Built with developer experience in mind, Tensorkube simplifies the process of deploying serverless GPU apps. In this guide, we will walk you through the process of deploying Meta-Llama-3.2-11B-Instruct on your private cloud.

Prerequisites

Before you begin, ensure you have configured Tensorkube on your AWS account. If you haven’t done that yet, follow the Getting Started guide.

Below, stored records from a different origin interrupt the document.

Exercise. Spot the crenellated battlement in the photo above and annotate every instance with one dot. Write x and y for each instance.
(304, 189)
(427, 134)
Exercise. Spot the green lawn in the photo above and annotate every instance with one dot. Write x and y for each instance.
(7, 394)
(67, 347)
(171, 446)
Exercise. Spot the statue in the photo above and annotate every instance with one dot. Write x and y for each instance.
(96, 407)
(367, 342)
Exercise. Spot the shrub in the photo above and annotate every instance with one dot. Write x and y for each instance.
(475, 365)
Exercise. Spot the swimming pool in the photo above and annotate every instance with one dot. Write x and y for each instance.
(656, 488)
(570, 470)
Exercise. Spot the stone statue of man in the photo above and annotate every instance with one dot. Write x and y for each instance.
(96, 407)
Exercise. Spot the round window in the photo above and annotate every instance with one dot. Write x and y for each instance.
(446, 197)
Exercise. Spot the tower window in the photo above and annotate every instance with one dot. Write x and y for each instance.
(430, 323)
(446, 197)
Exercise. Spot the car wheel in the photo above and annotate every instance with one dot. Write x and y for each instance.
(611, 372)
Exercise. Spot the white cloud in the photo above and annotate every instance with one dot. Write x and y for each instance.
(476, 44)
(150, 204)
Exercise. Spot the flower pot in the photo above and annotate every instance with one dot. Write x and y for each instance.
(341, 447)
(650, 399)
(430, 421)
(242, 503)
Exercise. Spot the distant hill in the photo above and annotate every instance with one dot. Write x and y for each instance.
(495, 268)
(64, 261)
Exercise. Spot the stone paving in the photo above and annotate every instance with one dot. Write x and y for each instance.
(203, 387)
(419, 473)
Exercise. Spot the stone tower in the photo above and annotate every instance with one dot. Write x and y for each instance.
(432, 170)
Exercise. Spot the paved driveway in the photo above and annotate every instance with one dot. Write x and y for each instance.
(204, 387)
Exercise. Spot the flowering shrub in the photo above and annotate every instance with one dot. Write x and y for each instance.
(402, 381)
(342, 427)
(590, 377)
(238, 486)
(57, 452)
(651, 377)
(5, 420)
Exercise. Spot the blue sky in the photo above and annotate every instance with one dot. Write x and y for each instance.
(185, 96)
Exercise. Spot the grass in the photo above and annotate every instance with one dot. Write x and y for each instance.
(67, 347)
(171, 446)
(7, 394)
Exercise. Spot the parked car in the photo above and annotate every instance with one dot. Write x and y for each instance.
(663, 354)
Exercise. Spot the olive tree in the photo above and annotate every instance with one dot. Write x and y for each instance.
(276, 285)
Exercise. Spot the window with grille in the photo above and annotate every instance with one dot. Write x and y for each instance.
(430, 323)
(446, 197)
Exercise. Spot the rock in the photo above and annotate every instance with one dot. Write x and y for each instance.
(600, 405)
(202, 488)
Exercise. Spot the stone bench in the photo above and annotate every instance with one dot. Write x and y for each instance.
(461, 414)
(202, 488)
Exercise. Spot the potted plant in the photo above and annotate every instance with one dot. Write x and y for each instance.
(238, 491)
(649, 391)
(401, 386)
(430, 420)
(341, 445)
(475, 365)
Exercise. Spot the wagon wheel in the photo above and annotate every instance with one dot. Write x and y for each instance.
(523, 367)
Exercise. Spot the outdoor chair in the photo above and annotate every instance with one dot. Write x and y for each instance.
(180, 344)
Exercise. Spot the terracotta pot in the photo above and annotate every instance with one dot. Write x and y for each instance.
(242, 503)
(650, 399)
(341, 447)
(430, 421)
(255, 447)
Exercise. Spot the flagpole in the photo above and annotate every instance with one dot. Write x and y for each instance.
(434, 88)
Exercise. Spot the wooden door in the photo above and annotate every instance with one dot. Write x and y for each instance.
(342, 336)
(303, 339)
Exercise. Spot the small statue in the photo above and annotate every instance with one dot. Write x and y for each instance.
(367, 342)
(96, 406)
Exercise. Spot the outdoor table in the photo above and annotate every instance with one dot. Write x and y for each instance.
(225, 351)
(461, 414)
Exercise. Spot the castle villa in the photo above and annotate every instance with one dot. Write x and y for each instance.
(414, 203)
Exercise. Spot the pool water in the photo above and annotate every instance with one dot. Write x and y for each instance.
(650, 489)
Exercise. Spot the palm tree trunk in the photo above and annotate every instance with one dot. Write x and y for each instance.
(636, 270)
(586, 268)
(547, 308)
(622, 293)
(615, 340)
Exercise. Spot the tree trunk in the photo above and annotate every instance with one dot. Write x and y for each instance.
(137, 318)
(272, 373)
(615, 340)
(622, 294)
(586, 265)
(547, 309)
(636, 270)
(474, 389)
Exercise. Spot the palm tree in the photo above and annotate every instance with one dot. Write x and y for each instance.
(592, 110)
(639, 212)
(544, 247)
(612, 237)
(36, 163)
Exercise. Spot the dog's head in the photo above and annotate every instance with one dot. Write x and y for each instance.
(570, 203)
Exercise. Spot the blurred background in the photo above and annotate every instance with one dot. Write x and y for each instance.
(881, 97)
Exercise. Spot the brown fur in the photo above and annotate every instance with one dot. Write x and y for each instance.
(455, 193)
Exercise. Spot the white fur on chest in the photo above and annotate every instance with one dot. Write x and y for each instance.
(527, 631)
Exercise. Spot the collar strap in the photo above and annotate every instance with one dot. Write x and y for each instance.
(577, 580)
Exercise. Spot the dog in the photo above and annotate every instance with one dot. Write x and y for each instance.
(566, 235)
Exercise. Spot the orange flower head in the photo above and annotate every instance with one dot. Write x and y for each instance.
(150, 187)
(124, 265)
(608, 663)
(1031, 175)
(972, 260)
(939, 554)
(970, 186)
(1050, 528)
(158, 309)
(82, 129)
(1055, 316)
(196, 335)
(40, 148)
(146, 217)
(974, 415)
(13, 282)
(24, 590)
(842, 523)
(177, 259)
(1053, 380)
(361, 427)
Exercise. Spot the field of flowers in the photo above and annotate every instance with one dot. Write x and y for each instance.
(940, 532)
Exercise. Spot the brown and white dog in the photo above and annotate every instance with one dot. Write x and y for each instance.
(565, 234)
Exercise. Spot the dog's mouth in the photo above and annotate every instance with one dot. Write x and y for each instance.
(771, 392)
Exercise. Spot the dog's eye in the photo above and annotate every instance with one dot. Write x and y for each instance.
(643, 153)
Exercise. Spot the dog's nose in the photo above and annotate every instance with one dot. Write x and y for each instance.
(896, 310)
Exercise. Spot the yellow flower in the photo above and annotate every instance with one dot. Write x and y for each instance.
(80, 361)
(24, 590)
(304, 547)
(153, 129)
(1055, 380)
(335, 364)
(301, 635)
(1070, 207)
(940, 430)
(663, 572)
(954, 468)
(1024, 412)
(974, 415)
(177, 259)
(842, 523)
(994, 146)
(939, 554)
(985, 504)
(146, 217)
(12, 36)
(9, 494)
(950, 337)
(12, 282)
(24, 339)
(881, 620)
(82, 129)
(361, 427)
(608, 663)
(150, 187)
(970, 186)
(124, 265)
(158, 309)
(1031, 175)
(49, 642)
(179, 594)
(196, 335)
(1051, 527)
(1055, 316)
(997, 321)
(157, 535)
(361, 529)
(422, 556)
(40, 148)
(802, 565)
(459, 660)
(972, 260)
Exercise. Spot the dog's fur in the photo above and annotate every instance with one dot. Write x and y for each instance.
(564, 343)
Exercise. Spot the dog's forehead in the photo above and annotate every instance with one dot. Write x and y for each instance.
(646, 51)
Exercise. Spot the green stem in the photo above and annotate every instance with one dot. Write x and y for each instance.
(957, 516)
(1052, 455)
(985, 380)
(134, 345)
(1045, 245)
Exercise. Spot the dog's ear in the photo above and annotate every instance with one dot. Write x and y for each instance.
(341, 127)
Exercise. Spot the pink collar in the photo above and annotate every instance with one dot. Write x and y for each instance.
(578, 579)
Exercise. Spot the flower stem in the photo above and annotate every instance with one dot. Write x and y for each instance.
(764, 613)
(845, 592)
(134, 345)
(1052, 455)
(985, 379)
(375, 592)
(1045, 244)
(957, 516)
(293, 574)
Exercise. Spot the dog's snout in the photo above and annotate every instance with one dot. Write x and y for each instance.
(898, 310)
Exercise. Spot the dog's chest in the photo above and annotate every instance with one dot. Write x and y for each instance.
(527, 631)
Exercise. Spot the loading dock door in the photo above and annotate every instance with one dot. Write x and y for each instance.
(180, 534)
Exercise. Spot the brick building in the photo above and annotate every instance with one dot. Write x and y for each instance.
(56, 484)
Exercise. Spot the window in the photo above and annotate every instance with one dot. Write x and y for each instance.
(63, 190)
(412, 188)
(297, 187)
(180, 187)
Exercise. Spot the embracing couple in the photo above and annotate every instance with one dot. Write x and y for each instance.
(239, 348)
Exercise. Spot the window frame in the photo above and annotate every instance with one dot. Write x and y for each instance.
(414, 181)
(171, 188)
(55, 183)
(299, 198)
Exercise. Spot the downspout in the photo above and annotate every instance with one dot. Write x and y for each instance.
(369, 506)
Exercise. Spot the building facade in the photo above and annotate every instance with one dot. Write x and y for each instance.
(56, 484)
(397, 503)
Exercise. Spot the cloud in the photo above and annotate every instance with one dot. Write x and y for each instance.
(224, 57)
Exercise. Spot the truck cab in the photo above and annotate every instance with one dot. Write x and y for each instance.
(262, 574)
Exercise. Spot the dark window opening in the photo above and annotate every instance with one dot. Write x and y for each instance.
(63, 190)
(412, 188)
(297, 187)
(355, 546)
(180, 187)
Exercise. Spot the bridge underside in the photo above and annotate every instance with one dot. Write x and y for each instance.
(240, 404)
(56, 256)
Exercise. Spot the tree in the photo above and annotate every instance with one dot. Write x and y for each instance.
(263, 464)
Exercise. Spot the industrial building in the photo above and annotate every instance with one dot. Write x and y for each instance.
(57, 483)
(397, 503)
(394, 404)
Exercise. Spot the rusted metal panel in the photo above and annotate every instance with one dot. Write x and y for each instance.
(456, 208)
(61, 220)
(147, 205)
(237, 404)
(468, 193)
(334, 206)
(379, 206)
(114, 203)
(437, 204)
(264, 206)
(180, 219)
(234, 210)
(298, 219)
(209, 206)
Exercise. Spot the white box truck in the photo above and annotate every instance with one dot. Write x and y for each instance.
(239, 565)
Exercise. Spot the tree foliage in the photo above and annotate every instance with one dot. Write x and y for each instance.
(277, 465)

Deploying Meta-Llama-3.2-11B-Instruct with Tensorfuse

Each tensorkube deployment requires two things - your code and your environment (as a Dockerfile). While deploying machine learning models, it is beneficial if your model is also a part of your container image. This reduces cold-start times by a significant margin. To enable this, in addition to a FastAPI app and a dockerfile, we will also write code to download the model and place it in our image file. Learn more about llama 3.2 and gradio by visiting the docs. Also we are using a flask server with a mounted gradio app to serve the model requests. For more information about this you can refer the gradio apps here.

Download the model

We will write a small script that downloads the Llama-3.2-Vision-Instruct model from the Hugging Face model hub and saves it in the /models directory. Note: Since llama3.2 is a gated repo, you will need to request the authors of repo here for the access to the model.

download_model.py
import os

from huggingface_hub import snapshot_download
access_token = '<YOUR-HUGGINGFACE_TOKEN>'


if __name__=='__main__':
    # download the meta/llama3 model
    os.makedirs('./models', exist_ok=True)
    snapshot_download(repo_id="meta-llama/Llama-3.2-11B-Vision-Instruct", local_dir="models",ignore_patterns=["*.pt", "*.bin"], token=access_token)

Code files

We will write a small FastAPI app that loads the model and serves predictions by mounting the gradio app. The FastAPI app will have three endpoints - /readiness, /, and /gradio. Remember that the /readiness endpoint is used by Tensorkube to check the health of your deployments.

main.py
import torch
import transformers
from fastapi import FastAPI
from transformers import MllamaForConditionalGeneration, AutoProcessor
import gradio as gr
import os

app = FastAPI()

model_dir = "models"

device = torch.device("cuda" if torch.cuda.is_available() else "cpu")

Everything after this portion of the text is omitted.